One way would be to offer multiple variants optimized for different resource consumptions, so that the user can chose. This would be similar to e.g. the algorithms in the C++ STL are tagged with their algorithmic complexity for different operations. One could imagine a library of algorithms that are tagged with their resource overhead. This likely would need to be equations based on the input set size. Also since there are multiple resources (e.g. memory hierarchy, branch predictor, other software caches) it may need multiple indicators.
Modern caches are generally so complex that they are nearly impossible to analyze “on paper” (especially when you have multiple level interacting), and need measurements instead.
So developing metrics for this would be interesting. Since the costs are paid elsewhere (you cause a cache miss somewhere else) it is hard to associate the two by classic profiling. We have no way to directly monitor the various caches. For software caches this could be improved by adding better tracing capabilities, but for hardware it’s harder.
One way would be subtractive monitoring, similar to cyclesoak. You run a “cachesoak” in parallel to the program and it touches memory and using time measurements measures how much of its working set has been displaced by another program running on the same core.
This technique has been used for attacking cryptographic algorithms, by exploiting the cache access patterns of table lookups in common ciphers, or with OS paging starting in the 70ies for password attacks
One could also use this subtractive technique for other software caches. For example for a database access run a background thread that accesses the database in a controlled way and measures access times. The challenge of course would be to understand the caching behavior of the database well enough to get useful data.

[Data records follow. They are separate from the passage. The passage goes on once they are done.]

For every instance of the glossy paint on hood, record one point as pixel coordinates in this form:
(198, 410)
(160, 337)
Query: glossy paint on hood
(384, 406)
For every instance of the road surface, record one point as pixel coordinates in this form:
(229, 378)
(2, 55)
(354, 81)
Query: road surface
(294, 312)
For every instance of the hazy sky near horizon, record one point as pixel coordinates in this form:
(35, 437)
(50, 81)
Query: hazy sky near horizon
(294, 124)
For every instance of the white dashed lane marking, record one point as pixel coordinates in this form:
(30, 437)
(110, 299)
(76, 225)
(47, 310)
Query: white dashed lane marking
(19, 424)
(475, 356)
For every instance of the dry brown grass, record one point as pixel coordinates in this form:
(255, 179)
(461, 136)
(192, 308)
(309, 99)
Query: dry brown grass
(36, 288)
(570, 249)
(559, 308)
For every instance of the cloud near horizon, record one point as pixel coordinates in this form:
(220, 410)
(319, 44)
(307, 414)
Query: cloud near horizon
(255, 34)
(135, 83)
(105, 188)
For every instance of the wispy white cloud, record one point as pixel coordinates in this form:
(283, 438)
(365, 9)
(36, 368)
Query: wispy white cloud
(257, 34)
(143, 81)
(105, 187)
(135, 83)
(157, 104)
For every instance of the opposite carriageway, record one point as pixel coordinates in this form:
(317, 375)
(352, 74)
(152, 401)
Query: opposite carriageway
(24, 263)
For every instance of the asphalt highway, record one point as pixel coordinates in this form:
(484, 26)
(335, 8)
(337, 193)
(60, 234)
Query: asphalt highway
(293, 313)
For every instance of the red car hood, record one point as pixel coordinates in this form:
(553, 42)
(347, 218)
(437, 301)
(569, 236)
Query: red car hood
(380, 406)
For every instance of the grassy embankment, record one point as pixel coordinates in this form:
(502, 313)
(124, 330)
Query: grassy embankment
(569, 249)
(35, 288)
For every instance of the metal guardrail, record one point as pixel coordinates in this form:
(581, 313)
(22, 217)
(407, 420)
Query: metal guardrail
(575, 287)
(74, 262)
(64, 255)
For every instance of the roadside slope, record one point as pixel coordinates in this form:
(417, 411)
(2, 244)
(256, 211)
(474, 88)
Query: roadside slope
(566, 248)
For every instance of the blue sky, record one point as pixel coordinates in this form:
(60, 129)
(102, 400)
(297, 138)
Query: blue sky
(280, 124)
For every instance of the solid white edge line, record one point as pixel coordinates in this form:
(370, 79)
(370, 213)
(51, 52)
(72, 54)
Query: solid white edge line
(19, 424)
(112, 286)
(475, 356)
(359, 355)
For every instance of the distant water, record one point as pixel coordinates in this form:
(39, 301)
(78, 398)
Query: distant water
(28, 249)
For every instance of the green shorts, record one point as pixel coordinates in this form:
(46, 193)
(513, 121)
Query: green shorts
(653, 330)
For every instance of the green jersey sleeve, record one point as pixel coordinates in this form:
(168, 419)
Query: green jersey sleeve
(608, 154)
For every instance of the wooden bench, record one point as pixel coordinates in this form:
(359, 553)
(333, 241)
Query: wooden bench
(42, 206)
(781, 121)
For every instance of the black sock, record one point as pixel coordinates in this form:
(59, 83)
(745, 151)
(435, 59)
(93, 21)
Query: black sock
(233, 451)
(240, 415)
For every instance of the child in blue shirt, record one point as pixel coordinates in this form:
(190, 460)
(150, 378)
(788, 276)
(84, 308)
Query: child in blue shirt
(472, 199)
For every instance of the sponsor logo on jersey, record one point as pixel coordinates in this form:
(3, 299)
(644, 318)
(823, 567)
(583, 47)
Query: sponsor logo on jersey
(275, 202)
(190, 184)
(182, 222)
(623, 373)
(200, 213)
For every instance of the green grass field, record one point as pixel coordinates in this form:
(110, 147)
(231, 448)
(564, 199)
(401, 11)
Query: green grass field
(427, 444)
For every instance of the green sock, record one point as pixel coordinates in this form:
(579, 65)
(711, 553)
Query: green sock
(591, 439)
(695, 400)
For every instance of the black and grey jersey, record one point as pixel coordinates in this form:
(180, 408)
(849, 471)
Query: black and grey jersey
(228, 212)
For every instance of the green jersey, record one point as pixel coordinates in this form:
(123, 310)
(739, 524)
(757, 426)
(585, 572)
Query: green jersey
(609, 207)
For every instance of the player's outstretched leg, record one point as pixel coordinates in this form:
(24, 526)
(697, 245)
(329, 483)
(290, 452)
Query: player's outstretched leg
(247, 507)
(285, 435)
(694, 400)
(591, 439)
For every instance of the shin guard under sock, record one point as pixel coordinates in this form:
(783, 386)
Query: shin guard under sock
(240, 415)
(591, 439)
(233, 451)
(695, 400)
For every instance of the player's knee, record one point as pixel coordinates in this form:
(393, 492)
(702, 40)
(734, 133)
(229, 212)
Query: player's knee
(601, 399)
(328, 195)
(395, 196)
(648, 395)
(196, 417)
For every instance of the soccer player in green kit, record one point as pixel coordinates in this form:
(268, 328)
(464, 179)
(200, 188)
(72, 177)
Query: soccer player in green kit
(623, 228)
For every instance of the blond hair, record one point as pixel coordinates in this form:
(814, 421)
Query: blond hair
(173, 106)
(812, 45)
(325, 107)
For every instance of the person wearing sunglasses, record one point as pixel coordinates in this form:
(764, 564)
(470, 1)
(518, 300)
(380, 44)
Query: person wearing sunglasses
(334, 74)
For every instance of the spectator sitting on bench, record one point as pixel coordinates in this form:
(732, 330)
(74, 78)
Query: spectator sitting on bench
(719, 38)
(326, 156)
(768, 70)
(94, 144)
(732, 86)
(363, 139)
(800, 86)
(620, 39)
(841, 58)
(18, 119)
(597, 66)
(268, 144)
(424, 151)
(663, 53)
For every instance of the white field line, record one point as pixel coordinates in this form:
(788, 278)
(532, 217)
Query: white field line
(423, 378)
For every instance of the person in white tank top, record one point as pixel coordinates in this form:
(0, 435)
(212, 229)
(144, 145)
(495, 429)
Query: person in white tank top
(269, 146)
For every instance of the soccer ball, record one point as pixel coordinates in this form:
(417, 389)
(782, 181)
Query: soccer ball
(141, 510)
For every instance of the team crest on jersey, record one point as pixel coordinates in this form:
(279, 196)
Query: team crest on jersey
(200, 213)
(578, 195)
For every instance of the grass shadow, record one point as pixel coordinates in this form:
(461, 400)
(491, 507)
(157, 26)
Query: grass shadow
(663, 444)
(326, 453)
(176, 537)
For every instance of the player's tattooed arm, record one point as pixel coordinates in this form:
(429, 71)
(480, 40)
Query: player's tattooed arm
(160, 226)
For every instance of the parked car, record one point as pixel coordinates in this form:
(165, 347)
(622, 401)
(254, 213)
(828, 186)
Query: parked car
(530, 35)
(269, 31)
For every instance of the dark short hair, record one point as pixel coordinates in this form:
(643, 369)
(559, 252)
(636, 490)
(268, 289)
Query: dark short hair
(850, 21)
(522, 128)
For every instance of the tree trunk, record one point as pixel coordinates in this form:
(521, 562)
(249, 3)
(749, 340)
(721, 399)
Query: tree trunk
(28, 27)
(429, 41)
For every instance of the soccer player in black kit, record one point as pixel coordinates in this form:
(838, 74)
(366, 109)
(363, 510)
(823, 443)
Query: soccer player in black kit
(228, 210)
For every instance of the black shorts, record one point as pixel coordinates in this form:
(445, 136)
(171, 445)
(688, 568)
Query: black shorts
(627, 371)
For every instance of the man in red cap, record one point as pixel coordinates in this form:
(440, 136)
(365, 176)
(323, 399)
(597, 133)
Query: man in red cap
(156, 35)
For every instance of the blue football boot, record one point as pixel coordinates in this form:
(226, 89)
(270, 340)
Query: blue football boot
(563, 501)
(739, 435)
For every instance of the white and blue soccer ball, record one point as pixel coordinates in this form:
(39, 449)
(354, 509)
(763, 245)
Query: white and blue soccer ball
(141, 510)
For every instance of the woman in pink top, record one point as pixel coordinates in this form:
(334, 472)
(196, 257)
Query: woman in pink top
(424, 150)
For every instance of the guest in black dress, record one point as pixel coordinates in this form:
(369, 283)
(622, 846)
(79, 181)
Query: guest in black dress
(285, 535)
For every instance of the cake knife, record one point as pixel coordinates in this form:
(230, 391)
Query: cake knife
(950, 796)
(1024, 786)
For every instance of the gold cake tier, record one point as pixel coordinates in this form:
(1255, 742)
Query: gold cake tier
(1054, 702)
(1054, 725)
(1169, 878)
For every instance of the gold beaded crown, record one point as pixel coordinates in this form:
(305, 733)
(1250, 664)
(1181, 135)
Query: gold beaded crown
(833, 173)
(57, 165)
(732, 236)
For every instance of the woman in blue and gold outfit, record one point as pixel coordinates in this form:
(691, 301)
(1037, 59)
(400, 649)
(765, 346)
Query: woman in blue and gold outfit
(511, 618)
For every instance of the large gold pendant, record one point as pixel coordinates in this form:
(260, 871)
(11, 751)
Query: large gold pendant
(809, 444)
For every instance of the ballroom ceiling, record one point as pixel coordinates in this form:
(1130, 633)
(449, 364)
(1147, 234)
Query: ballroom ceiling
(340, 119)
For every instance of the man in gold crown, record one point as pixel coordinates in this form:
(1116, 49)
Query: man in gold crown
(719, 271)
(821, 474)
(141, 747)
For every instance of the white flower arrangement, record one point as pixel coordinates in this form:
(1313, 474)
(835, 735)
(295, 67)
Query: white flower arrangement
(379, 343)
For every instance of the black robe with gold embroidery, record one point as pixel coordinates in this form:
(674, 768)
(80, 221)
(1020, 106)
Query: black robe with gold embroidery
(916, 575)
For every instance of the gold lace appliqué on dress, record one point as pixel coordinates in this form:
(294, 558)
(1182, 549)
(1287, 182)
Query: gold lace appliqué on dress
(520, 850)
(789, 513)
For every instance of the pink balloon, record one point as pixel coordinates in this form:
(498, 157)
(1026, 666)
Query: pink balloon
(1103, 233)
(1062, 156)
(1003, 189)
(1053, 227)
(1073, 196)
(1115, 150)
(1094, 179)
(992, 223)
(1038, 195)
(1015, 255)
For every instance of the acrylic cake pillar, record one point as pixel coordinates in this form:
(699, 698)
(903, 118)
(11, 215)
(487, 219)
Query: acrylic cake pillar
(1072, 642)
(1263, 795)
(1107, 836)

This all still doesn’t tell you where the resource consumption happens. So to measure the resource consumption of each subsystem in a complex program you would need to run each of it individually against a cyclesoak test. And ideally with a representative input data set, otherwise you may get unrealistic access patterns.
I mostly talked about memory hierarchy caches here, but of course this applies to other caches too. An interesting case is branch prediction caches in CPUs. A mispredicted branch can take take nearly an order of magnitude more time than a predicted branch. Indirect branches need more resources than conditional branches (full address versus single bit). I wrote about optimizing conditional branches earlier. So a less complex algorithm may be slower, but use less resources.
It would be interesting to develop a metric for the branch prediction resource consumption. One way may be to use a variant of cyclomatic complexity, but focus on the hot paths of the program only using profile feedback.
So overall allocating cache resources to different sub systems is hard. It would be good if we had better tools for this.